Our cousin Susan is four years older. She has two girls, Tom's first grand babies. Her husband works in the water cleaning yachts, under and above the surface. Tom was so proud. He grew up as an only child, loving kids, apparently, with two kids and five grand kids, two nieces and a nephew. (My brother and his boys surfed, he does underwater photography, my sister was a jr. lifeguard for a season.) I never saw him with them, but the pictures are rich. He lived a full life.

That Day at the beach was my only memory of doing anything one-on-one with Uncle Tom, we were not close. He wasn't unfriendly, just in the corner. All I knew of Uncle Tom was his pigeons, he had been a paper salesman, other than that he was pretty quiet at our family functions. He sat in the corner of the couch with a smile on his face, legs crossed, arm across the back. Sometimes telling my aunt to not have that glass of wine. Sometimes making a funny comment about the kids, but usually quiet.

Uncle Tom died last year. He had two services, the first one was the regular funeral, large, with lots of his pigeon people and family friends. Afterwards I remembered that ocean experience with him. After he died, during a conversation with my aunt. I recalled that story to her. Only then she told me about their plans for his ashes later in the year and it made perfect sense. 

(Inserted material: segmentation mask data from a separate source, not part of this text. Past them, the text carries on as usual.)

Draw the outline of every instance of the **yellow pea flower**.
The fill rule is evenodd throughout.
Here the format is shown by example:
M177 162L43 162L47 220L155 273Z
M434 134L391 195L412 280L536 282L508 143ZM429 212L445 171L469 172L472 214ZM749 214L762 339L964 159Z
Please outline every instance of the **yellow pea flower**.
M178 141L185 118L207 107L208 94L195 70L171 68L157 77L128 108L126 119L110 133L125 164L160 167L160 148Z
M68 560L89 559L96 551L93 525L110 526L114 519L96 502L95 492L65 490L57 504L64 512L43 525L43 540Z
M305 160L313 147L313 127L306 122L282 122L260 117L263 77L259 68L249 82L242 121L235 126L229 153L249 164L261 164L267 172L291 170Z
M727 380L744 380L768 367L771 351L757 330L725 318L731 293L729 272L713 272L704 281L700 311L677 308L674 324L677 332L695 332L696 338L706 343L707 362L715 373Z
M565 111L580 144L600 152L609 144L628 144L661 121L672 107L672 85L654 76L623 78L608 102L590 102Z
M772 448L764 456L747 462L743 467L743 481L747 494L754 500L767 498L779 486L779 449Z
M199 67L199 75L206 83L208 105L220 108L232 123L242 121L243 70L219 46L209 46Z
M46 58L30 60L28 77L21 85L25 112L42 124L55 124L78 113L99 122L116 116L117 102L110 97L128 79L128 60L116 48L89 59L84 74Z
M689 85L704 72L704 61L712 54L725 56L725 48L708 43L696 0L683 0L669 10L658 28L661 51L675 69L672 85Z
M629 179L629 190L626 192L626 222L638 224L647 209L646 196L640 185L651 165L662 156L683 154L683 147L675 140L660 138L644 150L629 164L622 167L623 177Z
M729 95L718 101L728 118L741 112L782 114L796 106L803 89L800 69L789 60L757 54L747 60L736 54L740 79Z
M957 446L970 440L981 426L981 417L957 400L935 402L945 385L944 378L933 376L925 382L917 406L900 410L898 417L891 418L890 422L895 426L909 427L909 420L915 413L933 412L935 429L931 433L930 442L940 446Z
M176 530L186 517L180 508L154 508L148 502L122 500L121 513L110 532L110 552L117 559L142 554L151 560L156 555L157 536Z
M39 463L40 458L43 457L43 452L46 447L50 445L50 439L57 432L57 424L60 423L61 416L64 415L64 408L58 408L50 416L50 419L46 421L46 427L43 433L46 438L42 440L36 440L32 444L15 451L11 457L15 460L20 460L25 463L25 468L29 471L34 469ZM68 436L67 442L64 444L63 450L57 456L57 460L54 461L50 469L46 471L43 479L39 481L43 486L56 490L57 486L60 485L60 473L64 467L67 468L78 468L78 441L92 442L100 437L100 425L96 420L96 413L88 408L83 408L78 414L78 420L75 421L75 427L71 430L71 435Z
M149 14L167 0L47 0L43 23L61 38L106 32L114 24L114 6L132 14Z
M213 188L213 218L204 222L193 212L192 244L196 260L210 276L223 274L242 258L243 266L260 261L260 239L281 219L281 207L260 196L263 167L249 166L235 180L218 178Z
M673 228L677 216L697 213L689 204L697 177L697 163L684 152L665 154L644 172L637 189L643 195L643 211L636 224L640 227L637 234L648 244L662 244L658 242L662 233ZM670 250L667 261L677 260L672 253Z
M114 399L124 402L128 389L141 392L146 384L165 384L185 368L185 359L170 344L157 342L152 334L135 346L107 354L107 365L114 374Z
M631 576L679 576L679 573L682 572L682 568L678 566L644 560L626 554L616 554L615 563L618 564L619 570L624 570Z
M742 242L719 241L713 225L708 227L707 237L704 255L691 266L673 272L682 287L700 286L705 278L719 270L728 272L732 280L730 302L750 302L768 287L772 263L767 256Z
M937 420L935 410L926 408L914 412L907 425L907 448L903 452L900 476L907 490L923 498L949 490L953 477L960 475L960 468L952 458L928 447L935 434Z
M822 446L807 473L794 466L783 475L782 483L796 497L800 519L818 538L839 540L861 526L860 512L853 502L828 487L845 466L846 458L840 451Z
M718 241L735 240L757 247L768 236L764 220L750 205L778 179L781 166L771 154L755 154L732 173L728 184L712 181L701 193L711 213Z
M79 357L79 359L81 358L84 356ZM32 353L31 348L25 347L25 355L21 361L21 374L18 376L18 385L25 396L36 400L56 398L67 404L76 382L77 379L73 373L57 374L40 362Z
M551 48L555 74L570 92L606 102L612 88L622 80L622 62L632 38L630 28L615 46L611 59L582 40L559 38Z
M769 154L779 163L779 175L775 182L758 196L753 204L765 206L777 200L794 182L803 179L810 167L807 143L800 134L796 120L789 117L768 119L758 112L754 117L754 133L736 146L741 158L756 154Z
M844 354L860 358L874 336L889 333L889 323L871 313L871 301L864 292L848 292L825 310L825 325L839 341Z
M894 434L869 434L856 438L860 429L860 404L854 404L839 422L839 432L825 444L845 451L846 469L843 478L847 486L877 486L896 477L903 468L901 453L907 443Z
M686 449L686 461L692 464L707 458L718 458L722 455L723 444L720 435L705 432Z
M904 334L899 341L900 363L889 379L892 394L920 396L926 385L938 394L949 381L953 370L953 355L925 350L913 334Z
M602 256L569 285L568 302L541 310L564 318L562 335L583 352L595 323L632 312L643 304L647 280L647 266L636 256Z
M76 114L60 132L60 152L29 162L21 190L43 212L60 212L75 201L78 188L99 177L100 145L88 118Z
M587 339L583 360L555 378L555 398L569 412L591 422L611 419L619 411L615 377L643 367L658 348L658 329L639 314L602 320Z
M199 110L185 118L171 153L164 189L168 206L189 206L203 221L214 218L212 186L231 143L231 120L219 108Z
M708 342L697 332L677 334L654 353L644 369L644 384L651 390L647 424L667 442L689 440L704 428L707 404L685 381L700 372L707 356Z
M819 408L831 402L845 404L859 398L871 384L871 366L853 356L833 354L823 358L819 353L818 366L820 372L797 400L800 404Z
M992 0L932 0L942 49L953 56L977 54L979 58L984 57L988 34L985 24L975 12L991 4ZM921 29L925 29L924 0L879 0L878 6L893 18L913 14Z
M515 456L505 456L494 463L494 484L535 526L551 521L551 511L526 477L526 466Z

The second service was on the water: Tim and his surf brothers paddled out with Uncle Tom's ashes to escort him home. That's the way he wanted. My single experience with Uncle Tom turned out to signify his life. I am grateful.

Salt mixed up in water. There's a reason fish represent: in dreams, in religions, all over the world, for millennia. I don't know exactly what it is, but I know it's real. 
Hey.


"They that go down to the sea in ships, that do business in great waters;

These see the works of the Lord, and his wonders in the deep.


For he commandeth, and raiseth the stormy wind, which lifteth up the waves thereof.

They mount up to the heaven, they go down again to the depths: their soul is melted because of trouble."

They reel to and fro, and stagger like a drunken man, and are at their wit's end.


Then they cry unto the Lord in their trouble, and he bringeth them out of their distresses.


He maketh the storm a calm, so that the waves thereof are still.


Then are they glad because they be quiet; so he bringeth them unto their desired haven.


Oh that men would praise the Lord for his goodness, and for his wonderful works to the children of men!